One of NIACRO’s projects that began in the early 1990s, Base 2, helps those under threat of violence from armed groups and maintains contact with the groups to establish the actual level of threat to individuals. The project offers a verification and mediation service to help individuals remain within their homes, or gives practical support for safe relocation out of the area. The association therefore had a reasonable level of credibility with armed groups by the mid-1990s, yet also had positive links with government agencies and officials who had accepted, for example, that Base 2 had to negotiate confidentially with armed groups in order to minimise violence.
In 1996, as a way to reach out to loyalist groups, NIACRO recruited an ex-life sentence prisoner to consult with community activists and armed groups in loyalist areas on an acceptable community alternative to punishment violence. There was no direct engagement between NIACRO staff and the armed groups. A report outlining the outcome of the consultations proposed all the relevant elements of restorative justice, even though the term was not in wide use in Northern Ireland at that time. This process eventually led to the establishment of a restorative justice movement called “Alternatives” in communities affected by loyalist paramilitary violence.

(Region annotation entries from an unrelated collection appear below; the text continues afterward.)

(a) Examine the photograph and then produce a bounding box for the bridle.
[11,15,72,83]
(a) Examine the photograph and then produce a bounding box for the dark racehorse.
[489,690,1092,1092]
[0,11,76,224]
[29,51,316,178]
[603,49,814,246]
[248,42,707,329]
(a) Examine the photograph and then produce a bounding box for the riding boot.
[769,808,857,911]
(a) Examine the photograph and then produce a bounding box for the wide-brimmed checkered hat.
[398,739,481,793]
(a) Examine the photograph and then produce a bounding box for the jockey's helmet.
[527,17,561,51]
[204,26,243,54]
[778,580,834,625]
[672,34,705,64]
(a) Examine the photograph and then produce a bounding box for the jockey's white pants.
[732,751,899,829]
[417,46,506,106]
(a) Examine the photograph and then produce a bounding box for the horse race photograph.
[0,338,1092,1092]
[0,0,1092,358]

Engagement with the republican movement was more challenging. An initial attempt in 1996 came to nothing – possibly because the republican movement was unwilling to cooperate on a sensitive issue with an initiative that had not originated within its own ranks. However, shortly after this, members of the republican movement initiated contact with individual NIACRO staff members through a trusted intermediary – an employee of NIACRO who was an ex‑combatant and state torture victim. This resulted in direct dialogue between civil society activists and republicans involved in “policing” and punishment violence; senior members of the movement were kept informed.
This dialogue involved discussion on the “spectrum of legitimacy” (the extent to which elements of due process and proportionality affected the legitimacy of informal punishment) and training in human rights and the principles of restorative justice. It also shared comparative lessons from other contexts – aboriginal populations in Australia and the transitional process in South Africa.
The engagement with the republican movement was seen to be more politically sensitive and was not an official NIACRO project. It involved four civil society activists who had all been employed by NIACRO, but at this stage one was an academic and one worked for a human rights NGO. There was no formal negotiation with the republican movement about who should be involved, but those who decided to participate were known and trusted by the republican communities from their previous work.
Acceptability did not mean sympathy with the aims or tactics of the movement, but that the movement had reasonable confidence that information from the meetings would not be passed to the authorities and that the encounters would not be used in a politically negative way. Sectarian identity was not necessarily an issue, and the work histories of the individuals involved overcame any hostility. Although the individuals benefitted from the respect NIACRO had built up with the republican movement, particularly from the Base 2 project, in the end it was individual trust that counted.
A series of weekly meetings took place in areas and premises where republican activists felt safe and on home ground; this culminated in a weekend residential. After a six-month silence, a report detailing the discussions and a framework for future work was accepted by the republican movement and published. Practical work to establish an organisation that could deliver restorative practices began, but was fiercely opposed by the government and the leadership of the then RUC, although it was supported by mid-level police officers on the ground.